ANKARA (ANKA)- Ankara Barosu Başkanı Vedat Ahsen Coşar, Maliye Bakanı Kemal Unakıtan imzasıyla Adalet Bakanlığı'na gönderilen bir yazıyla bazı bilirkişilerin yargıç yerine Maliye Bakanlığı tarafından görevlendirmesinin öngörüldüğünü açıkladı.
Coşar bu durumu Anayasal düzenin bugünü ve geleceği açısından son derece tehlikeli olarak değerlendirdi. Coşar yaptığı yazılı açıklamada, bilirkişilerin tayini konusunun Hukuk Usulü Muhakemeleri Yasası tarafından belirlendiğini ve yasayla "davanın taraflarının ittifak edemememeleri halinde bilirkişinin doğrudan yargıç tarafından atanacağının hükme bağlandığını anımsattı.
Maliye Bakanı Kemal Unakıtan imzasıyla Adalet Bakanlığı'na ve Adalet Bakanlığı tarafından da savcılara gönderilen genelgeyle, "Bilirkişi talep yazılarının; Maliye Müfettişi, Hesap Uzmanı ve Kontrolör gibi merkez denetim elemanın görevlendirilmesine ilişkin olması durumunda doğrudan Maliye Bakanlığı'na; Milli Emlak ve Muhasebe Denetmeni görevlendirilmesine ilişkin olması durumunda ilgili Defterdarlıklara; Vergi Denetmeni görevlendirilmesine yönelik olması durumunda ilgili Vergi Dairesi Başkanlıklarına" gönderilmesinin istendiğini açıkladı.
Bilirkişiyi yargıç değil ben seçerim
Genelgenin "bilirkişiyi yargıç değil ben seçerim" mantığıyla hazırlandığını savunan Coşar, "Genelge, çok açık biçimde Hukuk Usulü Muhakemeleri Yasası'nın 276'ıncı maddesiyle Anayasamızın 9'unvu ve 138/2'inci maddeleri hükümlerine ve yürütmenin yargıya müdahalesi niteliğinde olmakla da 'kuvvetler ayrılığı' ilkesine aykırıdır" dedi.

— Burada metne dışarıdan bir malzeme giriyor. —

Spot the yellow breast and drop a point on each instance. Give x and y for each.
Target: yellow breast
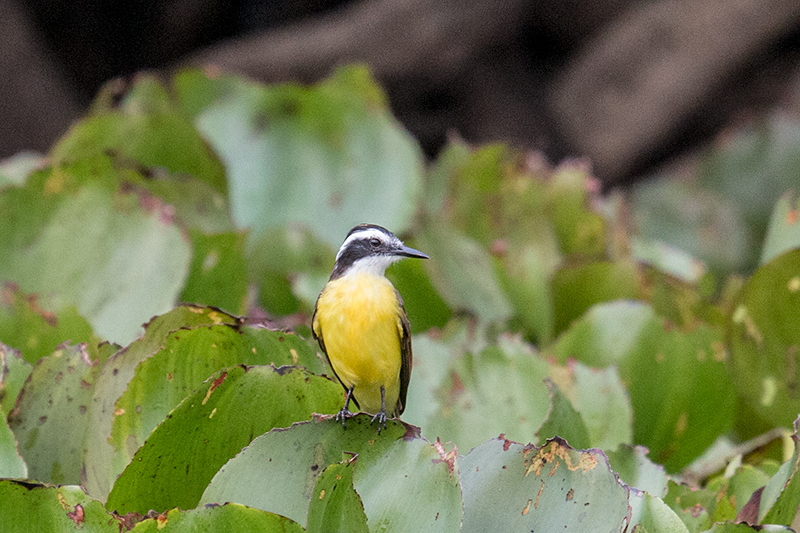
(358, 317)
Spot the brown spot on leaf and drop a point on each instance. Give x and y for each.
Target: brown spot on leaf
(77, 515)
(214, 384)
(538, 495)
(449, 458)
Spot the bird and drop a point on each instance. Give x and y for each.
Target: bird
(361, 325)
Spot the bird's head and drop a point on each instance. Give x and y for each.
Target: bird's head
(370, 248)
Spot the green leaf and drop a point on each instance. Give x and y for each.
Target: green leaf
(469, 397)
(11, 463)
(576, 288)
(94, 248)
(35, 328)
(49, 419)
(334, 152)
(425, 307)
(33, 507)
(210, 426)
(97, 475)
(636, 470)
(14, 370)
(404, 482)
(463, 274)
(679, 387)
(730, 527)
(764, 333)
(693, 506)
(145, 129)
(783, 233)
(277, 258)
(188, 358)
(703, 223)
(553, 488)
(602, 401)
(218, 272)
(781, 495)
(563, 420)
(227, 517)
(335, 505)
(652, 514)
(580, 230)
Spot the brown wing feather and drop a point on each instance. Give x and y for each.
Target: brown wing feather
(407, 358)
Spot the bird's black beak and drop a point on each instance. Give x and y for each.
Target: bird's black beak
(406, 251)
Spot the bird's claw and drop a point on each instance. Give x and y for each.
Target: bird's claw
(343, 415)
(381, 418)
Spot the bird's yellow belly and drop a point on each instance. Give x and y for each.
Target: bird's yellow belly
(359, 321)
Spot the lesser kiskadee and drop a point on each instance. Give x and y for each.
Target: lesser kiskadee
(361, 324)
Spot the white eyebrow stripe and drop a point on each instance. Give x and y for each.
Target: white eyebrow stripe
(367, 233)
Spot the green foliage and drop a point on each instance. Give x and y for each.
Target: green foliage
(579, 328)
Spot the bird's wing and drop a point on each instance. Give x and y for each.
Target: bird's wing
(405, 353)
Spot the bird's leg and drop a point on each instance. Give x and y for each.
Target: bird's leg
(381, 416)
(345, 413)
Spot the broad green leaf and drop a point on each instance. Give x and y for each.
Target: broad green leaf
(463, 274)
(652, 514)
(703, 223)
(602, 401)
(553, 488)
(49, 419)
(575, 289)
(34, 328)
(783, 233)
(333, 151)
(499, 389)
(197, 205)
(14, 370)
(218, 272)
(277, 257)
(425, 307)
(637, 471)
(679, 387)
(188, 358)
(668, 260)
(735, 489)
(97, 249)
(581, 231)
(563, 420)
(335, 505)
(143, 129)
(97, 475)
(525, 270)
(730, 527)
(781, 496)
(210, 426)
(11, 463)
(764, 339)
(227, 517)
(404, 482)
(693, 506)
(34, 507)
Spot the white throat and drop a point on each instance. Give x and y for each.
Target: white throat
(374, 265)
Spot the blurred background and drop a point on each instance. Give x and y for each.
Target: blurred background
(628, 84)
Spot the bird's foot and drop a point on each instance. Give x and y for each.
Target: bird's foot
(343, 415)
(381, 418)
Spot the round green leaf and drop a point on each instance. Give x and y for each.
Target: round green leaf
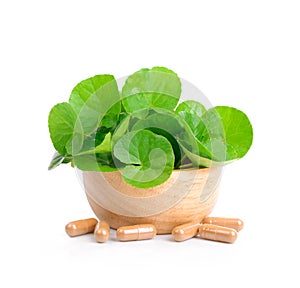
(226, 132)
(65, 128)
(148, 157)
(148, 88)
(97, 102)
(191, 111)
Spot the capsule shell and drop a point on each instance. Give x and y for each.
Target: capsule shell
(234, 223)
(217, 233)
(136, 232)
(81, 227)
(102, 231)
(185, 231)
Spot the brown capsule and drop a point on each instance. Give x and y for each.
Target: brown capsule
(136, 232)
(81, 227)
(217, 233)
(234, 223)
(102, 231)
(185, 231)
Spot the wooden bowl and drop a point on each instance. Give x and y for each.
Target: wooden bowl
(188, 195)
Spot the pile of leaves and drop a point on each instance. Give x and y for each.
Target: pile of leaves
(143, 130)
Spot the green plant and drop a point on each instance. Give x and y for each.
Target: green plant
(142, 130)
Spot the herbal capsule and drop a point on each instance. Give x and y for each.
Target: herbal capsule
(185, 231)
(217, 233)
(234, 223)
(81, 227)
(102, 231)
(136, 232)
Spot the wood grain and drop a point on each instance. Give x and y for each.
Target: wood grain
(188, 196)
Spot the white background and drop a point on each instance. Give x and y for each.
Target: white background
(244, 54)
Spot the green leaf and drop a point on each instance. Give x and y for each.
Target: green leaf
(191, 111)
(96, 100)
(174, 125)
(148, 88)
(58, 159)
(94, 140)
(122, 129)
(226, 132)
(64, 127)
(148, 157)
(99, 162)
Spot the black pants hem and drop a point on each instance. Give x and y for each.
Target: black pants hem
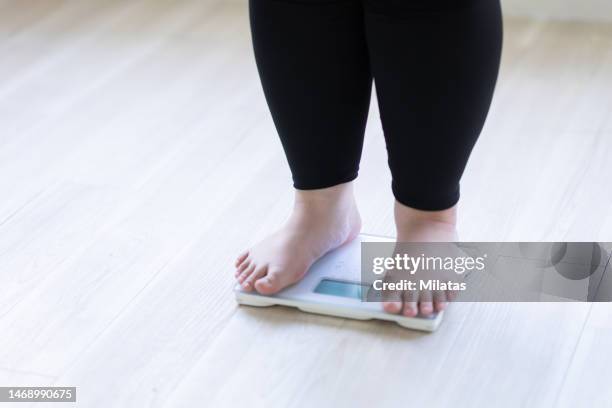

Coşar açıklamasında şunları belirtti:
"Üst düzey yöneticilerinin tamamı yargıç ve savcı statüsünde olmakla, hepimizin ortak güvencesi olan hukuk devleti, hukukun üstünlüğü, kuvvetler ayrılığı, yargı bağımsızlığı gibi üstün değerlerin korunmasında en fazla duyarlı olması gereken ve yanısıra Hukuk Usulü Muhakemeleri Yasası'nı yürütmekle de yükümlü bulunan T.C.Adalet Bakanlığı yetkililerinin, T.C.Maliye Bakanlığı'nın anılan genelgesini iade etmek yerine, tüm yargıç ve savcılara göndermesi, hukuk devleti ve yargı bağımsızlığı adına gerçekten üzücü, anayasal düzenin bugünü ve geleceği yönünden de son derece tehlikelidir."